After former Sri Lankan defence secretary Gotabaya Rajapaksa was declared victorious in Sri Lanka's presidential election on Sunday, Prime Minister Narendra Modi congratulated him and the people of Sri Lanka and expressed a wish to deepen "fraternal ties".

Gotabaya responded, "I thank Prime Minister Narendra Modi and the people of India for your warm wishes.
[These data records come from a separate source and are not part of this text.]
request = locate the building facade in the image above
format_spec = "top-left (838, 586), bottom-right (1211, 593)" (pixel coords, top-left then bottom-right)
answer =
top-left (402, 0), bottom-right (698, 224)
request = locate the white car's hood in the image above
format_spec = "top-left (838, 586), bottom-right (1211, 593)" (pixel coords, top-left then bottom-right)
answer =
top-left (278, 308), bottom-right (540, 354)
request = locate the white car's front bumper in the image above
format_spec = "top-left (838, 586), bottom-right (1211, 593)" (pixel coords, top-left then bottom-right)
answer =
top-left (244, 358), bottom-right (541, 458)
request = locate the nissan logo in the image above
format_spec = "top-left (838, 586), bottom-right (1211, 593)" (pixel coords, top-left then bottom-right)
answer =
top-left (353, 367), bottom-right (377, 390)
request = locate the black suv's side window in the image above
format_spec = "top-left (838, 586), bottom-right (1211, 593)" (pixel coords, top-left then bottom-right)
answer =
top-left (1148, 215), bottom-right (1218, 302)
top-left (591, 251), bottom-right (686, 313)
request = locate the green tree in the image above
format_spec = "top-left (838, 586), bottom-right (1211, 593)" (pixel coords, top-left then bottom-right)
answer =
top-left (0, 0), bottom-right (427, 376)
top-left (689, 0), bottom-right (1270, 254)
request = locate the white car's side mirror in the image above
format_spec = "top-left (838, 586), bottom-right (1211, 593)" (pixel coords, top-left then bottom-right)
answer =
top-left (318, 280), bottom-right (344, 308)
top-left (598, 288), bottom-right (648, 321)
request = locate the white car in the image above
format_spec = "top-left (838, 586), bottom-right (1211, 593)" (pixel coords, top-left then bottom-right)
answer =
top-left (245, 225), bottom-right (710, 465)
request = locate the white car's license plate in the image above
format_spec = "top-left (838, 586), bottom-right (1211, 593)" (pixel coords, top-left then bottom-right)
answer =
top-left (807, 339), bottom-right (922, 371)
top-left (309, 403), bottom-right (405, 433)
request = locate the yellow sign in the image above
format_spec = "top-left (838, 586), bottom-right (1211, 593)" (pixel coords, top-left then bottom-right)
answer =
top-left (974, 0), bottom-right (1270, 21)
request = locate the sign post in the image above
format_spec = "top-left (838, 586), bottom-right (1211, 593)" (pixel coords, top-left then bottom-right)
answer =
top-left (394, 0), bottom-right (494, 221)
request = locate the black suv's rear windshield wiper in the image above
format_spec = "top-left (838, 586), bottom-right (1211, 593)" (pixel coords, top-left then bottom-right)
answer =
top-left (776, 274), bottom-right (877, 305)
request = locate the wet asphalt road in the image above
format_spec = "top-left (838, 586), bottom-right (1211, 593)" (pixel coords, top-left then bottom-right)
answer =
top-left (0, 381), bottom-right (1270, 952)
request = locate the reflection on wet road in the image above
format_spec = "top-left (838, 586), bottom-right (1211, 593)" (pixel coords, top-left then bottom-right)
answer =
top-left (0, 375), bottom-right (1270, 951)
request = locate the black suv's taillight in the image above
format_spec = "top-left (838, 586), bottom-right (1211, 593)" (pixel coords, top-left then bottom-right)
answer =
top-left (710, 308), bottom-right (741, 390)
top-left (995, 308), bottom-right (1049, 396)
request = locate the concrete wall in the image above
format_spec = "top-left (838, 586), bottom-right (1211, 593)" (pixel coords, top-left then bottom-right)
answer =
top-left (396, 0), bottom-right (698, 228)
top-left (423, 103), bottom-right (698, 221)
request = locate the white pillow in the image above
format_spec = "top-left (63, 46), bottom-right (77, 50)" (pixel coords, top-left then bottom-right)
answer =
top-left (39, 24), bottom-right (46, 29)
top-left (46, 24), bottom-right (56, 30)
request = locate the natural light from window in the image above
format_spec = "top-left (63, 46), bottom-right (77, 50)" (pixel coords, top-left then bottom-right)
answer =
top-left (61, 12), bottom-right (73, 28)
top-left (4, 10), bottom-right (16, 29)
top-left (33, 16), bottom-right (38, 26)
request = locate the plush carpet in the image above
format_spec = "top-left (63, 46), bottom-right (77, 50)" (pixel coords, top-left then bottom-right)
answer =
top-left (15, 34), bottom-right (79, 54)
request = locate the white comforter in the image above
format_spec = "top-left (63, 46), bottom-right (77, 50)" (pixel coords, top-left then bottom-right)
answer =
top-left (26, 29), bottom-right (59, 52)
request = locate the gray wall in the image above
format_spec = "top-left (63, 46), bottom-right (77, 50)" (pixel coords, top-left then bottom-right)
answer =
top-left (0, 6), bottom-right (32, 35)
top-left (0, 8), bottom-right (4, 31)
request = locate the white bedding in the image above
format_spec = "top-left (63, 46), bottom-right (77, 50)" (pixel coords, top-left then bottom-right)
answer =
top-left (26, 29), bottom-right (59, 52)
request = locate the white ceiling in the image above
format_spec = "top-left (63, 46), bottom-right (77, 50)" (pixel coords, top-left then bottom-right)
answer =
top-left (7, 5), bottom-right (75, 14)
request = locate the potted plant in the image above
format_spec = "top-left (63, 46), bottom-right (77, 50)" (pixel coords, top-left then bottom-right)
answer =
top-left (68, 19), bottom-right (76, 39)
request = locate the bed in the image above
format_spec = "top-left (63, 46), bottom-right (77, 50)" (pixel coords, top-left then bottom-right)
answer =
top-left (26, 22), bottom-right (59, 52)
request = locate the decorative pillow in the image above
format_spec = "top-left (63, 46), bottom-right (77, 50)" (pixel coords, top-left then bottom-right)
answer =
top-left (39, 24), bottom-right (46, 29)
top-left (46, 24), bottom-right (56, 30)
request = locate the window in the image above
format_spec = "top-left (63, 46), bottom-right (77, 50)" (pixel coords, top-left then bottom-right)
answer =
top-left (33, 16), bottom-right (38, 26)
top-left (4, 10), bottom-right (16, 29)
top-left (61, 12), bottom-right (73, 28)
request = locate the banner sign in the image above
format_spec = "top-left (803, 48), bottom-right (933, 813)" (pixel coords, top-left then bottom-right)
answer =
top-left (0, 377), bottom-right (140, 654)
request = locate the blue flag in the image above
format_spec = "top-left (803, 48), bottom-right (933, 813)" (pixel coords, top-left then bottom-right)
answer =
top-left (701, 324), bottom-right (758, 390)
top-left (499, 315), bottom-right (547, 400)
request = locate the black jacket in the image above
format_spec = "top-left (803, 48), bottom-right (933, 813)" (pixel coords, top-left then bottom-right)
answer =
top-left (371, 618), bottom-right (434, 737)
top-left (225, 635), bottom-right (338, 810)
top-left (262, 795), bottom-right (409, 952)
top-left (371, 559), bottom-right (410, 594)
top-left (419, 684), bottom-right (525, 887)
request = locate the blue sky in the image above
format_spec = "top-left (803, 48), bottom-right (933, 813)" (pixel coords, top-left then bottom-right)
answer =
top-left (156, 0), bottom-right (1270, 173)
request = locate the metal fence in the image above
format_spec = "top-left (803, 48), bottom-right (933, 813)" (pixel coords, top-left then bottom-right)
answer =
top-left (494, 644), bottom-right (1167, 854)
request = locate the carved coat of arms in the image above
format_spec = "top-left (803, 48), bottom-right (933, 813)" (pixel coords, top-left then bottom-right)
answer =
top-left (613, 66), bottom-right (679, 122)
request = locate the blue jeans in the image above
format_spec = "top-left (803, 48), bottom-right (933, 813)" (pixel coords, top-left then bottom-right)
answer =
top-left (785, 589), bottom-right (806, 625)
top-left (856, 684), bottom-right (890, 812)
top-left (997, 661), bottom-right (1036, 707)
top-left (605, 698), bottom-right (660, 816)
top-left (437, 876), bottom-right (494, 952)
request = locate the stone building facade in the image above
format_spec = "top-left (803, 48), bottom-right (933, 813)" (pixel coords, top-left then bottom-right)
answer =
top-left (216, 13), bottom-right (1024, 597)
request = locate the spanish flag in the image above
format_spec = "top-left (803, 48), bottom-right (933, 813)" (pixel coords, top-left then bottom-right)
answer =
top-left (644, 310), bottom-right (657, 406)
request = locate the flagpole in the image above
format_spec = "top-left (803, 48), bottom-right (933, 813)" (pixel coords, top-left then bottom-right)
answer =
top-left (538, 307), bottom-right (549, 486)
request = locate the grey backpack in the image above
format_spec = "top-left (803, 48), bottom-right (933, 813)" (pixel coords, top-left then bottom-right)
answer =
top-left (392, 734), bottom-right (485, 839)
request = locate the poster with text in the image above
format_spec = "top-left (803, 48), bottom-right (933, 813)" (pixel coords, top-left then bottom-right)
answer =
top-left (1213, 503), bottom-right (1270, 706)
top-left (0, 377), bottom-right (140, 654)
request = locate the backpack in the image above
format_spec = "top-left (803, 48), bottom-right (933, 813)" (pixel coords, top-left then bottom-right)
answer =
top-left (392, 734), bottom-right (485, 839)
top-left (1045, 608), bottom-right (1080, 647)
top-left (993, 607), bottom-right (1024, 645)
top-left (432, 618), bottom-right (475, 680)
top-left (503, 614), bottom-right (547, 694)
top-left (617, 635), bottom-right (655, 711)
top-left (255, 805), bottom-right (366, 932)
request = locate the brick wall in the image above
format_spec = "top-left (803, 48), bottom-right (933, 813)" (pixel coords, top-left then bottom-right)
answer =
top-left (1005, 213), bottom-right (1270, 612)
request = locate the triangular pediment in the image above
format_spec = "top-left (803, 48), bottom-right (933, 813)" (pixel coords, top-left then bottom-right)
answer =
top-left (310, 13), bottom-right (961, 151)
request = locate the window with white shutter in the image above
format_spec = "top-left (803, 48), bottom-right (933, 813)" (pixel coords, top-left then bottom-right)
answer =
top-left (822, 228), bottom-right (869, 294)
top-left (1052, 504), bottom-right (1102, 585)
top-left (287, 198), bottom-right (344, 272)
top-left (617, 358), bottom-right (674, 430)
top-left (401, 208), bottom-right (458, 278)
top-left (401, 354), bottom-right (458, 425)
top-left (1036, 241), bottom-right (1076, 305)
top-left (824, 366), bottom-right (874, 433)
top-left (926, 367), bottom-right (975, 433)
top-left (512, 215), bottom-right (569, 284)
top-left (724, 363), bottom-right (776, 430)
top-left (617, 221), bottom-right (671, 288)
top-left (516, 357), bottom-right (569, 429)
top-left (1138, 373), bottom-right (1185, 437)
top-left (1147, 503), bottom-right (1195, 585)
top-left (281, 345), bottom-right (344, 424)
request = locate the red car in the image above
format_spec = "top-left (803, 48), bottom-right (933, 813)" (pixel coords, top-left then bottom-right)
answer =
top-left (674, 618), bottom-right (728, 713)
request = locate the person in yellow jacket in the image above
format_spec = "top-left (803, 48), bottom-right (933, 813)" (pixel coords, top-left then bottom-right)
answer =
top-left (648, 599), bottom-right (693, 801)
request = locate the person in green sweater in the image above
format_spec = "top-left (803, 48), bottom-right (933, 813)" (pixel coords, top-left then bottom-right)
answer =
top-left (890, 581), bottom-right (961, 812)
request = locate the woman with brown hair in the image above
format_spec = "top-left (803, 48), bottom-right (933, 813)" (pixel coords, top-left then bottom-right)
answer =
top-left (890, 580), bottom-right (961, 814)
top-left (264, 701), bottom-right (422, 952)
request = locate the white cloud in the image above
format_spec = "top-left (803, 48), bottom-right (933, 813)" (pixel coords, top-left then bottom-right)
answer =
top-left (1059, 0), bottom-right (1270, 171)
Our two nations are bound by history and common beliefs and I look forward to strengthening our friendship and meeting you in the near future."

Sri Lanka's ruling party presidential candidate, Housing Minister Sajith Premadasa, earlier conceded defeat to Gotabaya, saying he would honor the decision of the people.

Gotabaya, a former defense official revered by Sri Lanka's ethnic majority for his role in ending a bloody civil war but feared by minorities for his brutal approach, is the brother of former president Mahinda Rajapaksa.

Gotabaya has pledged to restore security to the Indian Ocean island nation still recovering from Islamic State-inspired attacks last Easter.

Gotabaya's victory marks the return of a family ousted from power in 2015 elections amid constant reports of nepotism, skimming off development deals with China and alleged human rights violations during the end of the decades-long war with the Tamil Tiger rebels in 2009.

Rajya Sabha MP Subramanian Swamy. and Pakistan's foreign ministry spokesperson Mohammed Faisal also congratulated Gotabaya:

Gotabaya will inherit a tourism-dependent economy still recovering from the blasts, the first attack in Sri Lankan history targeting foreigners.

Maldives' president Ibrahim Mohamed Solih and former president Mohamed Nasheed hailed his resounding election victory and vowed to build a prosperous future.

Mangala Samaraweera, resigning from his position as Sri Lankan finance minister, said on Twitter that he "weeps for his beloved country".



Gotabaya accepted support from Buddhist nationalist clerics who demanded the resignation of Muslim Cabinet members and governors they claimed were interfering with the investigation of the Easter attacks.

Flanked by Buddhist monks at campaign events, Gotabaya focused his message on Sri Lanka's majority Sinhala Buddhist population, who comprise about 70 percent of the island's citizens.

Gotabaya's victory will also be a blow to the post-civil war reconciliation process and truth-seeking on alleged wartime abuses by both government troops and the Tamil Tiger rebels. In the lead up to the election, Gotabaya said that he would not honor a United Nations human rights resolution to investigate alleged abuses.